I spent whole evening setting up different tools that provide front end for S3 service. The most useful tool would be a NAS server that provides NFS/CIFS mounts and does S3 transactions at the backend. However it was hard to find any such direct tool. As of today there are many under-development or beta scripts written in perl, python, ruby, java. I gave a shot to few of them, but they weren't very handy for solving my simple backup solution. JungleDisk is very good frontend tool for S3-service. It gives WebDAV frontend interface (again why WebDAV and not NSF?) and it's available for all platforms. It is good if your needs are manual access to this storage. It is difficult to treat WebDAV URL as a drive so that a backup utility can write to it just like any other local drive. I investigated lot of options, NFS-to-WebDAV bridge, WebDAV CLI clients which can be called by backup scripts, but there isn't a great solution for all platforms. My current need is Windows desktop backup. Finally I got 'S3Drive'. It mounts the S3 storage as just another drive on your windows box. This was gr8 for my current needs. One thing to note - JungleDisk does not show the files stored by other front end tools to the same S3 bucket - it didn't show the files stored by S3Drive. There are some other tools however which show objects stored by other tools as well, e.g. S3Safe.

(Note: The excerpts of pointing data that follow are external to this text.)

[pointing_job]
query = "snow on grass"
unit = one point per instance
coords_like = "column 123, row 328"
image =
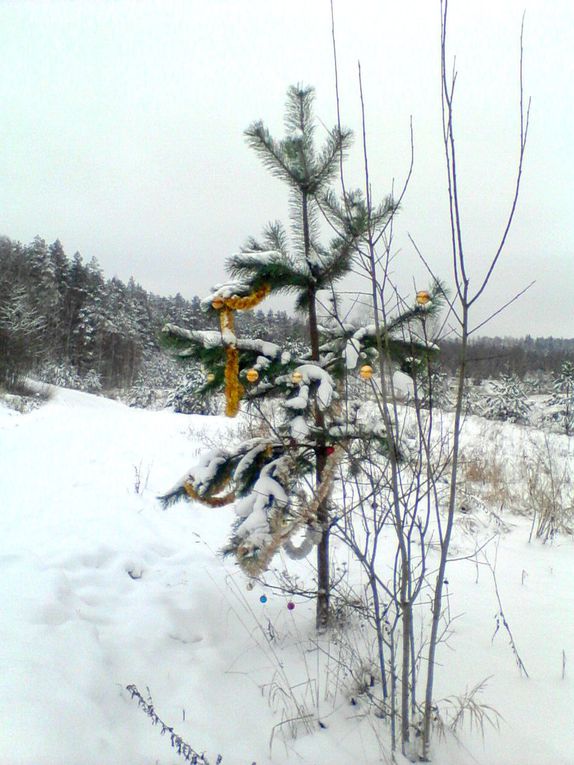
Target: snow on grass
column 100, row 589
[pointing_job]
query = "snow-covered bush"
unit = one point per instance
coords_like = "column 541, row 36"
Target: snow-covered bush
column 189, row 398
column 561, row 402
column 507, row 401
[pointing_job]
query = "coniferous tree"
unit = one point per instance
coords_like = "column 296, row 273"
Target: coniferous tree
column 281, row 483
column 507, row 401
column 562, row 400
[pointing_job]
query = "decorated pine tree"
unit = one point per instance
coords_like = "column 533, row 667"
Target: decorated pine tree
column 507, row 401
column 281, row 483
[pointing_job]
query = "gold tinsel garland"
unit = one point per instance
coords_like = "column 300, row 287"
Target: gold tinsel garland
column 210, row 501
column 226, row 306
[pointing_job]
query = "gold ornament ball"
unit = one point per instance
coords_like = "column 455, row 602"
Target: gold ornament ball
column 366, row 372
column 252, row 375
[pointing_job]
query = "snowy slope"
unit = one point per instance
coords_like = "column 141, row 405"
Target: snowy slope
column 101, row 589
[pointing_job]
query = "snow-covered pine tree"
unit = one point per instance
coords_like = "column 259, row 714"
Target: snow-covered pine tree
column 507, row 400
column 281, row 483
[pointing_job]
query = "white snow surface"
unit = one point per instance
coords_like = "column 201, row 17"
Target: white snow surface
column 100, row 588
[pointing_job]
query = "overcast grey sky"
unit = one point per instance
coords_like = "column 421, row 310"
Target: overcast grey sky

So storage is ready, now the backup software. I was using EzBack-it-up. But after reading through its docs, I realized that it is very dumb in doing incremental backups. I had considered WinRAR some time back as backup option, but didn't get its archiving logic. After reading thru some documentation and its CLI options I figured out a way to do incremental backups. When its CLI tool is run with -ao option it "adds files with Archive attribute set". With -ac option it "Clears Archive attribute after compression or extraction". Thus "rar a -ao -ac backup.tar " will backup only the files that have changed since last backup (unless someone else changes the archive flag - I need to check with my CVS tools for this). So I got incremental backup tool.

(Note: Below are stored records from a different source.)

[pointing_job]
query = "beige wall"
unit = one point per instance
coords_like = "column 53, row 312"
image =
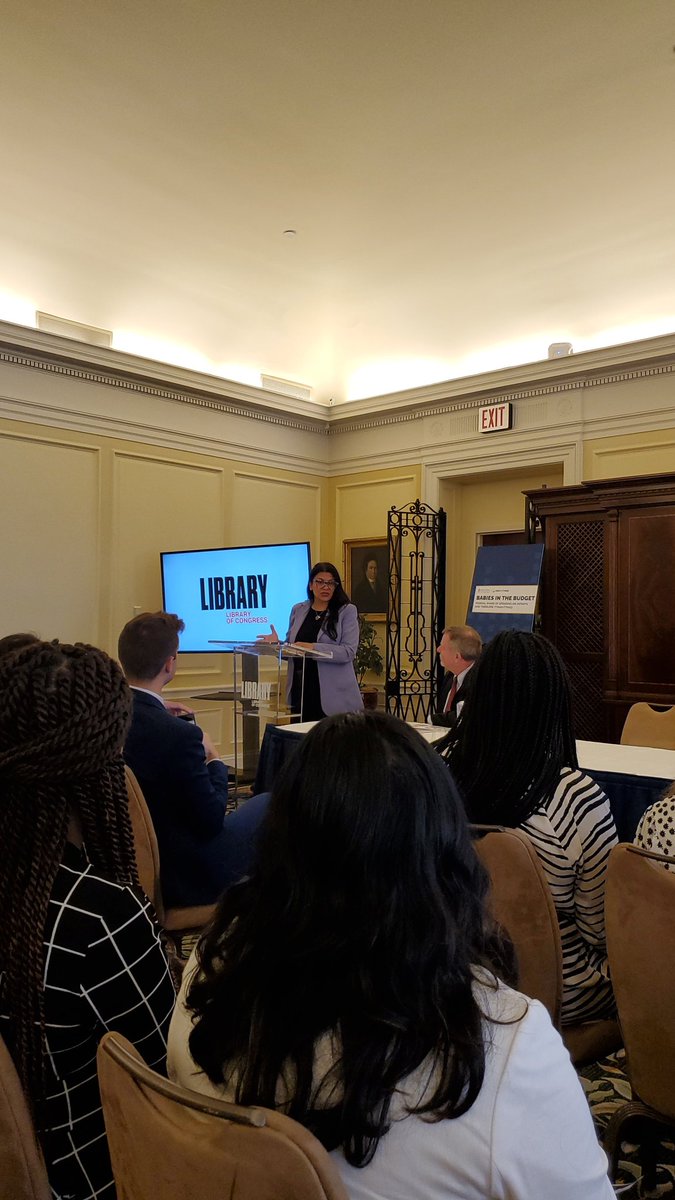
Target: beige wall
column 87, row 516
column 639, row 454
column 483, row 504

How to enforce policies and schedules. CronForWindows solves schedules problem. I spent better part of an hour on very minute problem. Being alergic to BATCH files I couldn't find a programmatic way to create the unique target tar file name that will have timestamp embedded in it. I tried running bash script using cygwin, but backslashes and/or '%' symbols in date command format caused problems. I thought of writing quick java code, but thought that wasn't really quick. So I decided to give python a shot. After half an hour I came up with following script:
from datetime import date
import os
today=date.today()
today_str = "%s%s%s"%(today.month,today.day,today.year)

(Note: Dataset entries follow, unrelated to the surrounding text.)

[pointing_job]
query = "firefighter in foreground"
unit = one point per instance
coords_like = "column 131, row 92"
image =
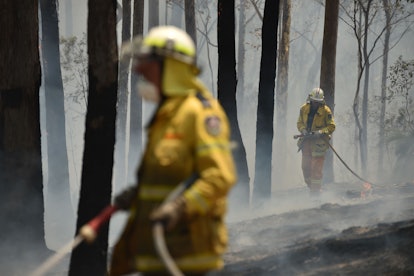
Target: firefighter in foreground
column 188, row 135
column 316, row 124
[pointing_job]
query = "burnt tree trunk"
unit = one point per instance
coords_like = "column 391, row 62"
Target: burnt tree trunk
column 21, row 183
column 135, row 135
column 328, row 64
column 96, row 186
column 59, row 214
column 227, row 83
column 262, row 187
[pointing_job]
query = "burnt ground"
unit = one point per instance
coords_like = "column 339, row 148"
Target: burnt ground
column 338, row 234
column 341, row 234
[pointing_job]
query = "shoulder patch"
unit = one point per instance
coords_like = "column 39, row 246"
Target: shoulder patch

command = 'rar a -ac -ao'+'b:\e%s'%today_str+'.tar'+' c:\workspace\project'
os.system(command)
I had to put rar.exe in one of the directories in PATH, but it worked. The Cron scheduler can run this script as per the schedule I set.
I have few MBs of source directory that I need to backup. I expect its contents to change under an MB per day. Looks like pretty good deal with cheap prices of S3 service.